Jugendamtselternbeirat in Grevenbroich will Betreuungslücke schließen

Kindergärten in Grevenbroich : Beirat will Betreuungslücken schließen

Der Jugendamtselternbeirat arbeitet jetzt mit einem vergrößerten Team. Er wartet auf eine Rückzahl-Lösung, wenn in Kitas wegen Personalnot Kinder nicht betreut werden. Zudem will er Betreuungslücken vor dem Schulstart schließen.

Auf eine breitere Basis kann der neue Jugendamtselternbeirat (Jaeb) künftig seine Arbeit stellen. Bei den Wahlen für das Gremium meldeten sich mehr Bewerber als im Vorjahr, so dass das Gremium nun aus 16 statt bislang zehn Mitgliedern besteht. Der Jaeb vertritt stadtweit die Interessen und Anliegen von Kindergarten-Eltern.

Bei der Wahl waren Vertreter der Elternbeiräte von 17 der 31 Tagesstätten in der Stadt vertreten. Mit dem größeren Gremium könne die Arbeit nun auf mehr Schultern verteilt und zu speziellen Themen Arbeitsgruppen gebildet werden, erläutert Vorsitzende Rebecca Siebert. Die 37-Jährige aus Neurath wurde einstimmig wiedergewählt. Hinzu kommen einige Elternteile, deren Kinder nicht mehr in der Kita sind, die aber weiter mitarbeiten.

Seit rund acht Jahren besteht der Jugendamtselternbeirat. „Lange Zeit war vielen aber gar nicht bekannt, dass es dieses Gremium gibt.“ Erst seit dem vergangenen Jahr sei der Jaeb mehr ins Bewusstsein gerückt, berichtet Rebecca Siebert. Sie selbst hatte sich zunächst in der Initiative „Kita-Abzocke? Nein danke!“ engagiert, die sich gegen eine Stichtagsregelung wandte.

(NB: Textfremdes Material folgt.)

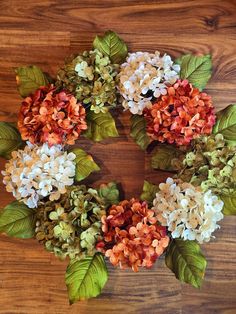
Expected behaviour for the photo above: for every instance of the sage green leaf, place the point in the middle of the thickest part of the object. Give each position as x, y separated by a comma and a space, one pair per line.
226, 124
100, 126
86, 278
111, 45
186, 261
229, 203
196, 69
85, 164
109, 193
17, 220
30, 78
149, 192
10, 139
164, 157
138, 131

„Familien, deren Kinder nach dem 1. November drei Jahre alt wurden, mussten noch bis Ende des Kita-Jahres den höhren Betreuungssatz für Unterdreijährige zahlen“, sagt die Vorsitzende. Der Protest mit rund 1500 Unterschiiften hatte Erfolg, die Regelung wurde geändert. Danach engagierte Siebert sich im Jaeb. Themen, die Eltern mit kleinen Kindern beschäftigen, gibt es mehrere. So wartet der Beirat auf eine Lösung für den Fall, dass wegen Personalmangel in Kita-Gruppen eine Betreuung zeitweise nicht möglich ist. Anfang des Jahres musste etwa das „Sonnenland“ mehrmals schließen. Im Deutschordens-Kindergarten konnten ebenfalls aus Personalnot nicht alle Kinder betreut werden, laut Siebert waren auch andere Kitas betroffen. „Wenn Eltern dann gebeten werden, ihr Kind zu Haus zu lassen oder eine Betreuungsalternative zu suchen, dann müssen sie dennoch für den gesamten Monat den Elternbeitrag zahlen“, schildert sie das Problem.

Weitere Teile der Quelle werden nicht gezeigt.